Puasa; Nyaris (harus) Berlebaran

0
43
Sumber Gambar : http://analisadaily.com

Memasuki hari-hari akhir bulan Ramadan, orang yang menjalani puasa sudah berada diambang pintu gerbang hari raya Idul Fitri. Namun, belum benar-benar memasuki hari raya Idul Fitri. Kondisi seperti ini cenderung lebih pas menggunakan kata nyaris karena bernuansa dilematis. Dalam permainan sepak bola saat ada pemain menendang bola dan bolanya melesat kencang melewati luar tiang gawang sepersekian centi meter dapat dikatakan nyaris mencetak gol (tapi tidak gol), hanya nyaris saja.

Kondisi nyaris ini sungguh dilematis karena sama halnya berada di ujung tanduk, peluang terbesarnya adalah jatuh. Saat berada dalam posisi nyaris ini sangat tidak mudah dan cenderung bisa dikatakan sangat sulit karena rentan.

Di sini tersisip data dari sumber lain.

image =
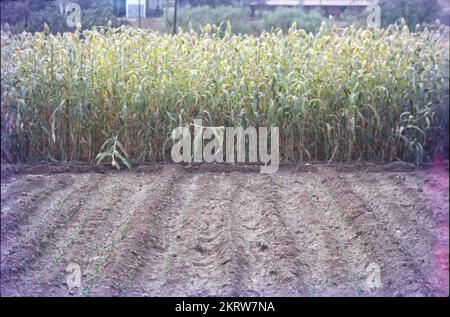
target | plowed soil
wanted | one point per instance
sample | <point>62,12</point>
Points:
<point>314,230</point>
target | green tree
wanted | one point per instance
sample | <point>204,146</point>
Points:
<point>414,11</point>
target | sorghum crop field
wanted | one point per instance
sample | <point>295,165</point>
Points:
<point>359,206</point>
<point>343,94</point>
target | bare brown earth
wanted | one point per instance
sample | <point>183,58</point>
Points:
<point>169,230</point>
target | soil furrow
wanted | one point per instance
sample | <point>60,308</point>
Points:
<point>123,258</point>
<point>388,253</point>
<point>60,215</point>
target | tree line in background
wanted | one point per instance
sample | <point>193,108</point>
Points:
<point>30,15</point>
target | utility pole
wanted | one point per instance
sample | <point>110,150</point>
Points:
<point>139,13</point>
<point>174,31</point>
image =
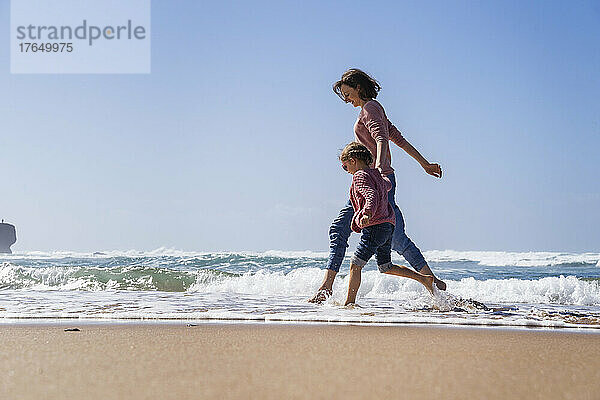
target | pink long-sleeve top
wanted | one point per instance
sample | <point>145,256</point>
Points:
<point>368,194</point>
<point>373,126</point>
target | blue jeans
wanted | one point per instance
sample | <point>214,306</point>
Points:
<point>375,239</point>
<point>340,230</point>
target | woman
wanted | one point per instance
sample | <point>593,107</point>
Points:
<point>373,130</point>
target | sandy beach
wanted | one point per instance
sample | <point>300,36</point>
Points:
<point>235,361</point>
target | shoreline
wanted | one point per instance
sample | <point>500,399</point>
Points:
<point>274,361</point>
<point>50,321</point>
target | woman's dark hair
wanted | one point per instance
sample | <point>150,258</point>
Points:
<point>357,79</point>
<point>358,152</point>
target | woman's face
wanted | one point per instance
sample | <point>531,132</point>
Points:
<point>351,95</point>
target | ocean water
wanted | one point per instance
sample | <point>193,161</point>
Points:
<point>502,289</point>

Saya teringat pertandingan sepak bola liga Champion musim 2016/2017 antara PSG vs Barcelona. Pada leg pertama PSG menang di kandang sendiri dengan skor 4-0 yang membuat satu kaki PSG sudah lolos dibabak selanjutnya. Kemenangan 4-0 dalam sejarah liga Champion bisa dipastikan lolos pada babak selanjutnya karena belum ada klub yang pernah bisa membalikkan keadaan saat sudah berada posisi tersebut. Pada leg kedua Barcelona justru bisa membalikkan keadaan dengan skor 6-1 yang membuat PSG tersingkir dan Barcelona melenggang pada babak selanjutnya.

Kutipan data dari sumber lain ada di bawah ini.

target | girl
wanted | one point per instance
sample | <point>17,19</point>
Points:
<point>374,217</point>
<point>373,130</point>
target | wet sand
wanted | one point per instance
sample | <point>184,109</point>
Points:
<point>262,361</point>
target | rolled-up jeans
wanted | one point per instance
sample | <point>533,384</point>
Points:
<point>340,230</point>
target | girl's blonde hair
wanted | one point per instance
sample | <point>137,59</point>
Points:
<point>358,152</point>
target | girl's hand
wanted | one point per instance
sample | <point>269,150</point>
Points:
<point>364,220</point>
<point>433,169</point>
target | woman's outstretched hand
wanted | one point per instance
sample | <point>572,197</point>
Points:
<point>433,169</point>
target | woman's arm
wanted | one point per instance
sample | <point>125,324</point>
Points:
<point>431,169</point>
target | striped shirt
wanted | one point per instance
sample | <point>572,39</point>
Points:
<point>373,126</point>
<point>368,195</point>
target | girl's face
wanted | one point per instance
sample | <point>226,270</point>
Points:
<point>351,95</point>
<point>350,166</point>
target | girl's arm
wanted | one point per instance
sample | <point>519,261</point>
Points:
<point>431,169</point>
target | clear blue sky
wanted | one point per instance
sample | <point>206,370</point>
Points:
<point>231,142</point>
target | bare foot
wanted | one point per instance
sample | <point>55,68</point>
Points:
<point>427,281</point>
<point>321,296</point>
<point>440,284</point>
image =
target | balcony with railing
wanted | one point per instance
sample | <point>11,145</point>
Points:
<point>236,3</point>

PSG dan Barcelona menjadi tim yang berada dalam posisi yang sama menurut sejarah saat permainan pada leg pertama selesai, yaitu sama-sama jelas lolos bagi PSG dan jelas tidak lolos bagi Barcelona dalam perspektif prakiraan sementara. Sejelas apapun hal itu, ketika bersifat sementara akan masuk pada situasi kejelasannya jelas tidak jelas.

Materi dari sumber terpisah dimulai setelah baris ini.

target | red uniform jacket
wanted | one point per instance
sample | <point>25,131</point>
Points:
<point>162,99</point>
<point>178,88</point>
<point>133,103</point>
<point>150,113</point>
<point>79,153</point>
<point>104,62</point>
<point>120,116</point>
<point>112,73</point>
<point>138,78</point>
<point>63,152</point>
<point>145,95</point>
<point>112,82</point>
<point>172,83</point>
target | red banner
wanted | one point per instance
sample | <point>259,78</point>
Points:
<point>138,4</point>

Keadaan nyaris ini tidak bisa diduga sebelumnya karena situasinya di luar garis logika dan terjadi tiba-tiba begitu saja. Memang, saat berada dalam keadaan nyaris dalam realita kehidupan ada yang bisa dijalani dengan pelan-pelan agar tetap berjalan sesuai keinginan dan ada pula yang sudah merasakan akibat dari keadaan nyaris tersebut.

Keadaan nyaris juga dialami oleh orang-orang yang menjalani ibadah puasa saat memasuki hari-hari akhir menjelang hari raya. Seremonial menjelang hari raya Idul Fitri begitu semarak diberbagai tempat. Dimulai dari persiapan mudik, perjalanan mudik, dan persiapan-persiapan menjelang hari raya itu sendiri begitu menguras energi, emosi, serta materi. Apabila tidak dihadapi dengan penuh penghayatan yang mendalam dan disadari dengan optimal, maka bukan tidak mungkin keadaan nyaris ini membuat kita hanya merayakan hari raya Idul Fitri, bukan mengalaminya sendiri.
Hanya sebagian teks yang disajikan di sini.